Fragmentation also increases the probability of data loss. If a single fragment out of many is dropped, the entire original packet is lost and must be retransmitted. Since fragments travel independently and can take different paths, the chance that at least one goes missing rises with every additional piece. Worse, many firewalls and routers deliberately drop fragments as a security measure, because fragments beyond the first one don’t contain TCP or UDP port information, making them impossible to filter by standard firewall rules.
Path MTU Discovery: Avoiding Fragmentation
The preferred solution is to avoid fragmentation entirely by figuring out the smallest MTU along the entire path before sending data. This process is called Path MTU Discovery (PMTUD).
In classical PMTUD, the sender marks packets with the “Don’t Fragment” flag and sends them at its local MTU size. If a router along the path encounters a link with a smaller MTU, it drops the packet and sends back an ICMP “Packet Too Big” message (called “Fragmentation Needed” in IPv4) that includes the MTU of the problematic link. The sender then reduces its packet size accordingly and tries again. This continues until packets pass through without issue.
The weakness of this approach is that it depends on those ICMP error messages actually reaching the sender. Some firewalls and network configurations block ICMP traffic, creating what’s known as a “black hole” where packets silently disappear and the sender never learns why. A newer technique called Packetization Layer Path MTU Discovery (PLPMTUD) addresses this by probing with progressively larger packets and observing which sizes get through, so it doesn’t rely entirely on ICMP messages.
Real-World Symptoms of Fragmentation Problems
Fragmentation issues often show up in ways that aren’t immediately obvious. VoIP calls may become garbled or drop out, because real-time audio is especially sensitive to the latency and packet loss that fragmentation introduces. VPN connections are a common trigger, since the encapsulation they add increases packet size beyond the link MTU. Large file transfers may slow to a crawl or stall completely.

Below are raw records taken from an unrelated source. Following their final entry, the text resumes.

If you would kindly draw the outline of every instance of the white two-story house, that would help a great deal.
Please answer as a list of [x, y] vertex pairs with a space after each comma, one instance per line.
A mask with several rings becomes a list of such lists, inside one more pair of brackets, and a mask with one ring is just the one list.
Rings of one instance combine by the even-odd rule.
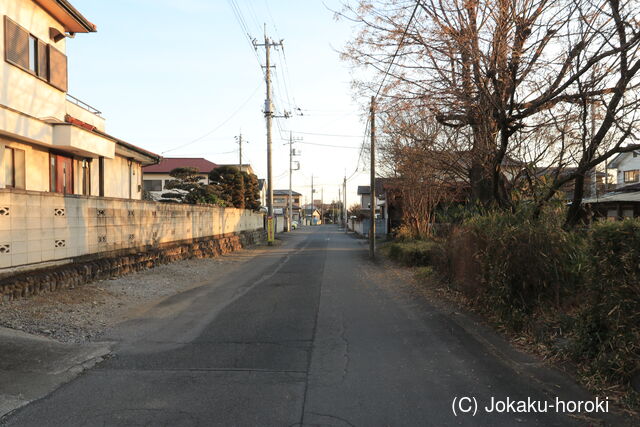
[[640, 151], [620, 153], [608, 164], [609, 169], [616, 169], [616, 188], [640, 183]]
[[66, 45], [96, 27], [67, 0], [0, 2], [0, 189], [142, 198], [159, 156], [67, 93]]

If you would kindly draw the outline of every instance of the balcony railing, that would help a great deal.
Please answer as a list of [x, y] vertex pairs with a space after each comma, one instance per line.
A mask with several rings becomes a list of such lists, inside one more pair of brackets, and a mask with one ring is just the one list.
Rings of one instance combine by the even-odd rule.
[[100, 116], [102, 114], [101, 111], [99, 111], [98, 109], [92, 107], [91, 105], [87, 104], [86, 102], [79, 100], [75, 96], [71, 96], [71, 95], [67, 94], [67, 101], [71, 102], [72, 104], [77, 105], [80, 108], [83, 108], [83, 109], [87, 110], [88, 112], [90, 112], [92, 114], [95, 114], [96, 116]]

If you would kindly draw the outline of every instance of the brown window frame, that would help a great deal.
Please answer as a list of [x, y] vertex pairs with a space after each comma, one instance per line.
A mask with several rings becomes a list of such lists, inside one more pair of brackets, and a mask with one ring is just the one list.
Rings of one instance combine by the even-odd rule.
[[80, 168], [82, 170], [82, 195], [91, 195], [91, 159], [82, 159], [80, 161]]
[[[7, 150], [11, 150], [11, 164], [13, 165], [13, 169], [11, 170], [11, 183], [4, 183], [5, 188], [18, 188], [21, 190], [26, 190], [27, 188], [27, 153], [25, 152], [25, 150], [22, 150], [20, 148], [15, 148], [15, 147], [8, 147], [5, 146], [4, 147], [5, 150], [5, 156], [6, 156], [6, 152]], [[23, 185], [21, 186], [16, 186], [16, 151], [20, 151], [22, 153], [22, 159], [24, 160], [23, 164], [22, 164], [22, 169], [24, 170], [24, 178], [25, 178], [25, 182]], [[5, 165], [6, 168], [6, 165]], [[6, 177], [6, 169], [3, 171], [5, 173], [5, 177]]]
[[[7, 22], [10, 22], [12, 25], [16, 26], [19, 30], [23, 31], [27, 35], [27, 58], [26, 58], [26, 66], [23, 64], [19, 64], [16, 61], [13, 61], [9, 58], [9, 39], [7, 33]], [[20, 68], [22, 71], [25, 71], [31, 74], [34, 77], [42, 80], [48, 85], [62, 91], [67, 92], [68, 84], [69, 84], [69, 70], [68, 70], [68, 61], [67, 56], [60, 50], [56, 49], [53, 45], [44, 42], [43, 40], [36, 37], [34, 34], [31, 34], [26, 28], [9, 18], [5, 15], [4, 17], [4, 60], [13, 65], [14, 67]], [[35, 43], [32, 43], [35, 41]], [[55, 50], [60, 57], [64, 58], [65, 67], [64, 67], [64, 84], [60, 85], [51, 81], [51, 50]], [[33, 52], [32, 52], [33, 50]], [[33, 66], [33, 70], [30, 68], [31, 57], [34, 57], [35, 64]], [[44, 66], [42, 66], [42, 62], [45, 62]]]
[[104, 157], [98, 158], [98, 196], [104, 197]]
[[[71, 160], [69, 164], [71, 165], [71, 172], [68, 176], [71, 178], [71, 182], [69, 183], [71, 189], [67, 188], [66, 182], [63, 184], [63, 191], [57, 191], [56, 185], [58, 181], [58, 157], [64, 157], [65, 159]], [[76, 188], [76, 179], [75, 179], [75, 158], [73, 156], [69, 156], [68, 153], [61, 153], [56, 151], [49, 152], [49, 192], [56, 194], [75, 194]], [[53, 170], [52, 170], [53, 166]]]
[[[9, 25], [14, 26], [18, 31], [22, 31], [24, 34], [27, 36], [27, 56], [26, 58], [20, 58], [17, 57], [16, 60], [13, 60], [10, 57], [10, 53], [13, 52], [11, 49], [9, 49]], [[27, 31], [26, 29], [24, 29], [23, 27], [21, 27], [20, 25], [18, 25], [17, 22], [15, 22], [13, 19], [9, 18], [8, 16], [5, 15], [4, 17], [4, 60], [13, 65], [16, 66], [18, 68], [20, 68], [21, 70], [24, 70], [28, 73], [31, 73], [31, 71], [29, 70], [29, 31]], [[19, 62], [17, 62], [18, 60], [23, 59], [26, 60], [26, 64], [21, 64]]]
[[[633, 180], [627, 179], [627, 174], [630, 174], [631, 172], [634, 172], [635, 179]], [[623, 180], [625, 183], [640, 181], [640, 170], [638, 169], [627, 170], [627, 171], [623, 171], [622, 173], [623, 173]]]
[[[47, 52], [48, 52], [48, 61], [49, 61], [49, 67], [48, 67], [48, 80], [47, 82], [55, 87], [56, 89], [62, 91], [62, 92], [67, 92], [67, 90], [69, 89], [69, 63], [67, 60], [67, 55], [65, 55], [61, 50], [56, 49], [55, 47], [53, 47], [52, 45], [47, 45]], [[54, 82], [53, 81], [53, 75], [54, 73], [52, 72], [52, 58], [54, 58], [56, 55], [59, 55], [59, 58], [62, 60], [64, 60], [64, 81], [62, 82]]]

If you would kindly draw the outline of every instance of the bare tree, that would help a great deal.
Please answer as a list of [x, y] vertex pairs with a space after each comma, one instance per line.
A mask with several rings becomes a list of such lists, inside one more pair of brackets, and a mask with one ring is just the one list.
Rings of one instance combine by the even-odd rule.
[[[583, 187], [584, 171], [623, 150], [634, 119], [638, 9], [637, 0], [362, 0], [341, 12], [361, 25], [344, 57], [385, 77], [393, 62], [378, 79], [382, 111], [426, 108], [443, 125], [468, 129], [475, 199], [508, 207], [505, 157], [522, 151], [519, 134], [541, 116], [566, 122], [560, 116], [576, 111], [568, 105], [594, 102], [606, 110], [593, 135], [583, 127], [577, 172], [556, 190], [567, 179]], [[377, 92], [375, 83], [357, 87]], [[599, 154], [607, 139], [616, 142]]]
[[466, 186], [459, 158], [440, 148], [451, 135], [435, 120], [417, 123], [403, 112], [388, 116], [383, 130], [383, 164], [394, 170], [403, 223], [411, 237], [427, 237], [433, 232], [437, 207]]

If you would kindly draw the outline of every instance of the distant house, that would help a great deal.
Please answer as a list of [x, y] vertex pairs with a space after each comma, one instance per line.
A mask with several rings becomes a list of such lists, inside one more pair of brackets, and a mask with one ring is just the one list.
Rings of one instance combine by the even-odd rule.
[[[538, 179], [545, 178], [548, 180], [553, 180], [556, 177], [562, 179], [563, 177], [574, 173], [576, 169], [576, 167], [558, 168], [555, 166], [543, 166], [535, 169], [535, 175]], [[605, 176], [606, 174], [604, 172], [596, 171], [595, 169], [590, 169], [589, 171], [587, 171], [584, 174], [584, 194], [589, 197], [595, 197], [598, 194], [604, 194], [606, 192]], [[565, 200], [573, 200], [574, 185], [575, 181], [571, 180], [560, 187], [560, 192], [564, 196]]]
[[[402, 196], [398, 183], [399, 178], [376, 178], [376, 234], [386, 234], [402, 223]], [[359, 221], [363, 223], [358, 226], [362, 229], [361, 234], [366, 235], [371, 217], [371, 187], [358, 186], [358, 195]]]
[[[291, 191], [292, 221], [300, 221], [300, 197], [302, 194]], [[286, 215], [289, 209], [289, 190], [273, 190], [273, 211], [276, 215]]]
[[209, 172], [217, 167], [217, 164], [201, 157], [165, 157], [160, 163], [142, 169], [144, 190], [154, 199], [159, 199], [167, 189], [167, 182], [174, 179], [170, 173], [176, 168], [196, 168], [201, 182], [209, 184]]
[[[606, 218], [608, 221], [640, 217], [640, 182], [622, 184], [615, 190], [585, 198], [591, 218]], [[590, 218], [590, 219], [591, 219]]]
[[371, 209], [371, 186], [358, 185], [358, 196], [360, 197], [360, 209]]
[[95, 25], [67, 0], [2, 1], [0, 15], [0, 189], [141, 199], [141, 167], [160, 156], [67, 93], [67, 42]]
[[620, 153], [609, 162], [608, 167], [616, 169], [616, 188], [640, 183], [640, 151]]
[[304, 223], [305, 225], [322, 224], [322, 220], [320, 218], [320, 211], [315, 207], [304, 208]]

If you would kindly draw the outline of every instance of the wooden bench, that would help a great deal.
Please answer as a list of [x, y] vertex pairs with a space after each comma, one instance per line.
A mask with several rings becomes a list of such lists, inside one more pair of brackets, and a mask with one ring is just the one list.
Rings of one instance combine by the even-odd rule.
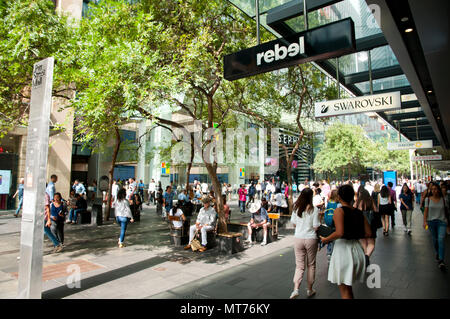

One telltale sign is a buildup of TCP retransmissions in network logs. If reassembly timers are expiring because fragments aren’t all arriving, the higher-level TCP protocol sees missing data and keeps requesting it again. You might also see connections that work fine for small requests (like loading a simple web page) but fail on larger transfers, since small packets stay under the MTU while larger ones get fragmented and lost.
A quick diagnostic test is to block ICMP type 3 code 4 messages (the “fragmentation needed” replies) and see if connections break. If they do, your network is relying on Path MTU Discovery and the ICMP messages that support it. Tracing the issue often leads to a specific link in the path, sometimes an older router or tunnel endpoint, that enforces a lower MTU than expected.